"Shotgun" Extension

At the protocol level, the extension allows sending multiple I1 or UPDATE-with-locator packets sequentially. The idea is to scan through all possible source and destination IP pairs at the HIP layer to improve the chances for successful initial contact (I1) and to re-establish contact (UPDATE-with-locator) in way similar to the NAT-ICE extensions. We have playfully called the extension as "shotgun" mode in the implementation.

The obvious difference to ICE is that the shotgun mode works at the HIP protocol layer. A non-obvious difference is that the approach supports also fault-tolerance for a single relay/rendezvous (Responder's RVS has crashed) and it can make use of multiple relay/rendezvous servers for better redundancy. At the moment, neither of these are possible direcly with the ICE-NAT extensions. I actually believe the shotgun approach can be applied even with the ICE-NAT extensions to improve fault-tolerance.

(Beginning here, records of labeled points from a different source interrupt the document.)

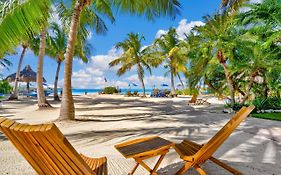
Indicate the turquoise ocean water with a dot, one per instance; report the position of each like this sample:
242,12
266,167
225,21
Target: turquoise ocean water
93,91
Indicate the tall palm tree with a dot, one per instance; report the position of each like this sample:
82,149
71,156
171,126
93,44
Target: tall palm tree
14,94
17,24
56,47
150,8
216,35
167,48
41,99
133,55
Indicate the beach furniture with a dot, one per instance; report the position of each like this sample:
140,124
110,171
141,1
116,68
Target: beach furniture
145,148
194,155
48,151
197,101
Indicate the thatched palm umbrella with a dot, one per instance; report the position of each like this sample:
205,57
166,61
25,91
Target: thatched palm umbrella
26,75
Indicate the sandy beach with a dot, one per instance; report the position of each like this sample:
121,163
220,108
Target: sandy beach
105,120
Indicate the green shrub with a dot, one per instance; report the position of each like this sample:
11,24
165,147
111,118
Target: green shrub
236,107
5,87
267,103
110,90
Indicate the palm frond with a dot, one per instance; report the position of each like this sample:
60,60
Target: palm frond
21,20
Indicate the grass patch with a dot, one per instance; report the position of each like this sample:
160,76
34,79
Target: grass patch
269,116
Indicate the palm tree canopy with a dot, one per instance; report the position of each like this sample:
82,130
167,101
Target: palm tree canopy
133,55
20,20
151,9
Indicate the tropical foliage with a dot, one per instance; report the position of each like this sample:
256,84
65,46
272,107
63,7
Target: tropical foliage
133,55
5,87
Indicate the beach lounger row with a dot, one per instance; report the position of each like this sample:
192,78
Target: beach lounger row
49,152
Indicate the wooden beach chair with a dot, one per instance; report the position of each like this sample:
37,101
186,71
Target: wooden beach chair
48,151
195,155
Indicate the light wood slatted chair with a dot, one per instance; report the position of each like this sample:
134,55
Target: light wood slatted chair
195,155
48,151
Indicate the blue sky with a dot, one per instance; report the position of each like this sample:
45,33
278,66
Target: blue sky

The shotgun approach seems useful to improve fault-tolerance with an without (single or multiple) rendezvous/relay middleboxes, but there is also another use case for this. The Initiator (or Mobile Node) can learn multiple mappings for the peer, some of which may have connectivity and some not. It is also possible that a malign user intentionally sends invalid mappings for a well-known service in a multiuser system (this case also requires some rate control for mappings per user). In such scenarios, it is useful to try multiple peer addresses sequentially instead of just single one.

The shotgun extension can be enabled as follows:

hipconf shotgun on

The same line can be also included in /etc/hip/hipd_config without the "hipconf" prefix.

At the time of writing this, the shotgun extension did not yet work with UPDATE.